Nada [Nothing] by Carmen Laforet, and The Time of the Doves by Mercè Rodoreda are two parallel works that complement each other in many ways, becoming two parts of the mosaic of the same historical reality. Read back to back, the sensation is that although they were written in different languages (the former was originally written in Spanish and the latter in Catalan), they are nonetheless part of the same whole. Nada is the voyage of enlightenment of Andrea, who comes to Barcelona having just turned 18, whereas the story of Natàlia/Colometa is that of a young woman from the neighbourhood of Gràcia, charting between when she is going out with her first husband-to-be through to the early years of Franco’s dictatorship. The time settings of both novels overlap: Andrea’s account focuses on her first year in the city, not long after the Civil War, whereas The Time of the Doves straddles the pre- and some of the post-war years. In terms of social class, they can both be read as two complementary volumes: Rodoreda basically focuses on the working class, Laforet on the decadence of a well-to-do family that has fallen on hard times. The poverty and hunger of these years run through both novels, although these topics are presented very differently: Andrea is hungry because she is unable to administer her orphan’s allowance, whereas Rodoreda talks about hunger as a direct consequence of the war.

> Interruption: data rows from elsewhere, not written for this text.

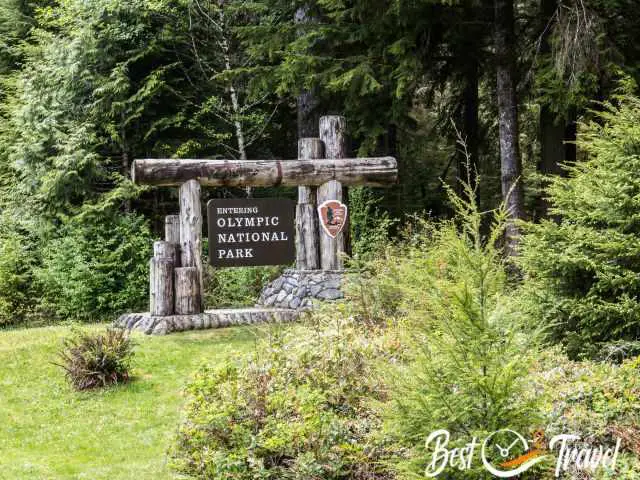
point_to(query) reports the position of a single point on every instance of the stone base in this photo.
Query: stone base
(149, 324)
(297, 289)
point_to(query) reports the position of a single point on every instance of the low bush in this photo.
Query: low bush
(598, 401)
(303, 406)
(97, 360)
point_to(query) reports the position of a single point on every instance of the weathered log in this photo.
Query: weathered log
(307, 249)
(164, 249)
(380, 171)
(333, 134)
(161, 286)
(187, 283)
(172, 229)
(309, 149)
(191, 233)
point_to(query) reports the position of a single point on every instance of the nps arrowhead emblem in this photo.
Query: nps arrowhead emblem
(333, 217)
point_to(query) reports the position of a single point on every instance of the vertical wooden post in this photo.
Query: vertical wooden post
(191, 234)
(333, 135)
(172, 234)
(164, 249)
(161, 286)
(307, 248)
(187, 291)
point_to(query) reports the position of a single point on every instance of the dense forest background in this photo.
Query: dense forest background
(86, 87)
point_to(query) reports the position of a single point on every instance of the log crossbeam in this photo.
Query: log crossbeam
(375, 171)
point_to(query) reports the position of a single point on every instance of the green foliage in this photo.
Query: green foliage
(582, 273)
(597, 401)
(97, 360)
(300, 407)
(96, 268)
(369, 224)
(470, 352)
(16, 264)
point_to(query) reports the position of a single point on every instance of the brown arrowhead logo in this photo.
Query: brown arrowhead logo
(333, 217)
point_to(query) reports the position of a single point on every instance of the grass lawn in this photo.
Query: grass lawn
(48, 431)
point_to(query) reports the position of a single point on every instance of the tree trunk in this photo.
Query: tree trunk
(161, 286)
(307, 101)
(552, 128)
(164, 249)
(191, 233)
(333, 134)
(307, 247)
(510, 161)
(188, 299)
(172, 230)
(468, 167)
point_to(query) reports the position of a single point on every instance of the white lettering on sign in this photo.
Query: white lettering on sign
(235, 222)
(236, 253)
(253, 237)
(264, 228)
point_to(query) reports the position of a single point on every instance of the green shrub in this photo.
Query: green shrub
(96, 268)
(369, 224)
(597, 401)
(470, 351)
(302, 407)
(583, 273)
(97, 360)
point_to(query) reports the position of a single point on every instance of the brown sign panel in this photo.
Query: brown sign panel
(249, 232)
(333, 217)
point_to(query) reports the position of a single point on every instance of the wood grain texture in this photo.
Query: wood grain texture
(191, 233)
(164, 249)
(172, 229)
(333, 135)
(188, 300)
(376, 171)
(161, 286)
(307, 246)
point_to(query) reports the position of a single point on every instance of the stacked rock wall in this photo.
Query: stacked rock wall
(298, 288)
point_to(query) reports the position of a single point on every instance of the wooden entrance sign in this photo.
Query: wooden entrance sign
(250, 232)
(320, 172)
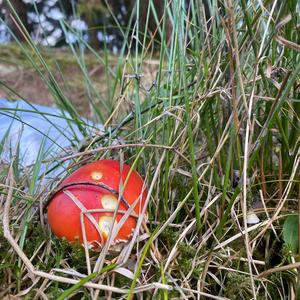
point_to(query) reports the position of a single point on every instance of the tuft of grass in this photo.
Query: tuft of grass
(206, 108)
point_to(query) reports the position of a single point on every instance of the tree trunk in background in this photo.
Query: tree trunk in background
(21, 9)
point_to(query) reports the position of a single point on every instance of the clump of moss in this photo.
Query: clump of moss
(238, 286)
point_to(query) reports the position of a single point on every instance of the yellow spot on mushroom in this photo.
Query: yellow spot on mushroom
(96, 175)
(105, 225)
(109, 202)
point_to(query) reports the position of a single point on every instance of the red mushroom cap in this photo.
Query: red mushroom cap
(97, 186)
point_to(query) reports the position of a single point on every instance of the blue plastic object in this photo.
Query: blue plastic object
(35, 132)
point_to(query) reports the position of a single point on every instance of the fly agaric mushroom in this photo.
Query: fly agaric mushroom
(86, 203)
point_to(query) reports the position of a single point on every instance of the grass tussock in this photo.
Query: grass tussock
(215, 135)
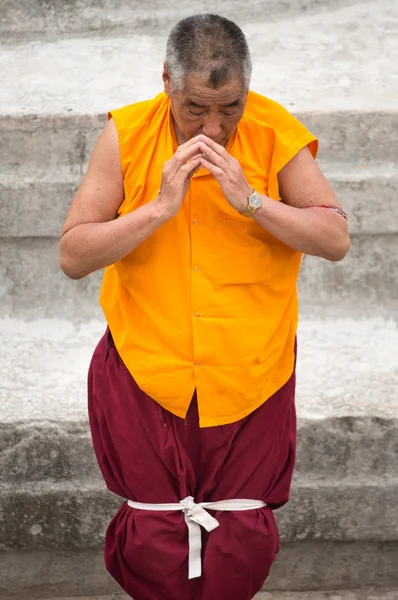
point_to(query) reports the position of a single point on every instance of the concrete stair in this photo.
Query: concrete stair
(64, 65)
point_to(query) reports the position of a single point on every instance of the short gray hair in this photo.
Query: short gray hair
(210, 46)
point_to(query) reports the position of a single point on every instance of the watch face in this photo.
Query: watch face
(255, 200)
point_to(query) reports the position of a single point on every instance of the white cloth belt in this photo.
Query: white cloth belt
(196, 517)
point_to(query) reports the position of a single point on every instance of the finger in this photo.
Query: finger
(214, 146)
(189, 168)
(214, 157)
(218, 173)
(183, 154)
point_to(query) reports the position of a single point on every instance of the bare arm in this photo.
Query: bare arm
(316, 231)
(92, 238)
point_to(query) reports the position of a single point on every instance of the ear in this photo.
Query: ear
(166, 80)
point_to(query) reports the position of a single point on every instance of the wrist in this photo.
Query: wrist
(160, 213)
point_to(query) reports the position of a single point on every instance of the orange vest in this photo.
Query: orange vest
(209, 300)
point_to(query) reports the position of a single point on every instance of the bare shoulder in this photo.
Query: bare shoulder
(101, 192)
(302, 183)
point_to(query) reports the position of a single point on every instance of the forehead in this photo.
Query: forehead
(197, 89)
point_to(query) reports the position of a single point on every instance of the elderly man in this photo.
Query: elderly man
(199, 204)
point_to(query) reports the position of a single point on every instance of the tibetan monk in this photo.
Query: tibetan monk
(199, 205)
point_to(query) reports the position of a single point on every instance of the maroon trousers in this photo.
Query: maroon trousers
(147, 454)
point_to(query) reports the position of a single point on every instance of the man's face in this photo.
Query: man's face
(199, 108)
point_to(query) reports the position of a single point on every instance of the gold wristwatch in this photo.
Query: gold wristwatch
(254, 203)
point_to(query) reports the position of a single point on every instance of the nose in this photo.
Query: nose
(212, 127)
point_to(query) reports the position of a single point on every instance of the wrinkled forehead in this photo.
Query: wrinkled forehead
(198, 90)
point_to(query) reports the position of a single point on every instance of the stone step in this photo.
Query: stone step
(33, 286)
(57, 148)
(51, 18)
(37, 207)
(347, 374)
(312, 565)
(359, 594)
(75, 514)
(327, 448)
(88, 75)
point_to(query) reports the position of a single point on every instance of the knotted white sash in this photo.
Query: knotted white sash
(196, 517)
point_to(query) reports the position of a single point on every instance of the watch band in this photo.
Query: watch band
(250, 208)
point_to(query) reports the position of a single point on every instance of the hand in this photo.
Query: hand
(176, 176)
(227, 171)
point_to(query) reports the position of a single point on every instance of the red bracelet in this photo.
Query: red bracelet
(341, 212)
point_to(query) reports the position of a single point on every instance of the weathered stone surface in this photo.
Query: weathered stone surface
(362, 594)
(75, 17)
(33, 286)
(38, 207)
(50, 359)
(89, 76)
(74, 514)
(58, 147)
(359, 594)
(327, 449)
(299, 566)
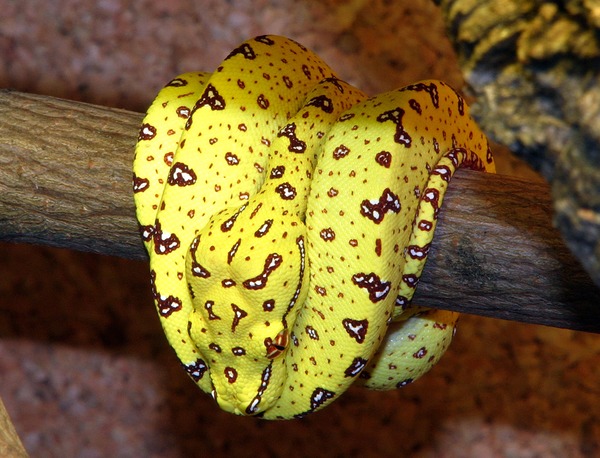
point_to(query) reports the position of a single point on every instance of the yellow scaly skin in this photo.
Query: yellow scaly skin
(288, 218)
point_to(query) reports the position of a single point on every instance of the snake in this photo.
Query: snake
(288, 217)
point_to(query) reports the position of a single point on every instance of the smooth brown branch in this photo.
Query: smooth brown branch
(65, 180)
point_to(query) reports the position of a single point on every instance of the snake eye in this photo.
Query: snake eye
(277, 346)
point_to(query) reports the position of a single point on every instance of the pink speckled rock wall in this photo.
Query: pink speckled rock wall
(84, 368)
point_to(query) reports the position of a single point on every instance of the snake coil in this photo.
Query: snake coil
(288, 218)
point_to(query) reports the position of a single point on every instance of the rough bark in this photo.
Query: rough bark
(534, 67)
(65, 180)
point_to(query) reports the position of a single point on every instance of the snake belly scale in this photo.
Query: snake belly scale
(288, 218)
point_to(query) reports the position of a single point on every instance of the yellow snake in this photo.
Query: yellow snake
(288, 218)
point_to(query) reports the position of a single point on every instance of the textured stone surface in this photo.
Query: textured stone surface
(534, 67)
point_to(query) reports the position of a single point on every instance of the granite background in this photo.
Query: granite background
(84, 368)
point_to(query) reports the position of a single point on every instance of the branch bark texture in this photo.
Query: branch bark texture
(65, 181)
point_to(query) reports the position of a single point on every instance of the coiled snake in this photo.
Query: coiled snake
(288, 218)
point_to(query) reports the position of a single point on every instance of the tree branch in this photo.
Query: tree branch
(65, 181)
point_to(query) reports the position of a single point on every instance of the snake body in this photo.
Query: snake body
(288, 218)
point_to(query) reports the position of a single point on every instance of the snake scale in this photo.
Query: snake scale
(288, 218)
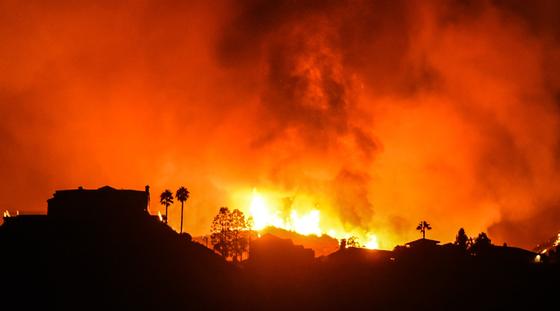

For Nada’s main character, the city is of great importance, so much so that it becomes like another character, perhaps the most prominent one after Andrea herself. She arrives at night, by train, from a town that is not disclosed to us, driven by the expectations of the freedom which the cityscape represents in her imagination. Her parents’ house in Carrer d’Aribau is the main setting for all events. The flat represents the space of oppression, where a whole age and social class is shut in, falling into decadence. Laforet’s heroine’s disappointment leads her to take to wandering the streets of the city frenetically, particularly attracted by the old part, the Gòtic neighbourhood, and the Red-Light District. This action of traipsing the streets of Barcelona constitutes a veritable release for the girl.
The life of Rodoreda’s Colometa, on the other hand, plays out in the district of Gràcia, which she hardly ever leaves. At some point, when the woman is also wandering the streets, she makes it as far as the Jardinets de Gràcia and Avinguda Diagonal. The descriptions of the neighbourhood evolve with the changes in Natalia’s life: at the beginning it is bright, happy and full of life, epitomised by the dance in the square from which the novel’s original Catalan title takes its name, the Plaça del Diamant, and she works as an assistant in a sweet shop, but as the heroine’s life becomes murkier so too do the descriptions of streets and places. Of course, the most claustrophobic moment is the Civil War. We are told about the time leading up to the war, the air raids and the deprivations, and the historical situation, initially a backdrop, gradually comes to the fore. And Nada begins just where The Time of the Doves ends, affording us a rather vivid snapshot of the Barcelona of the age.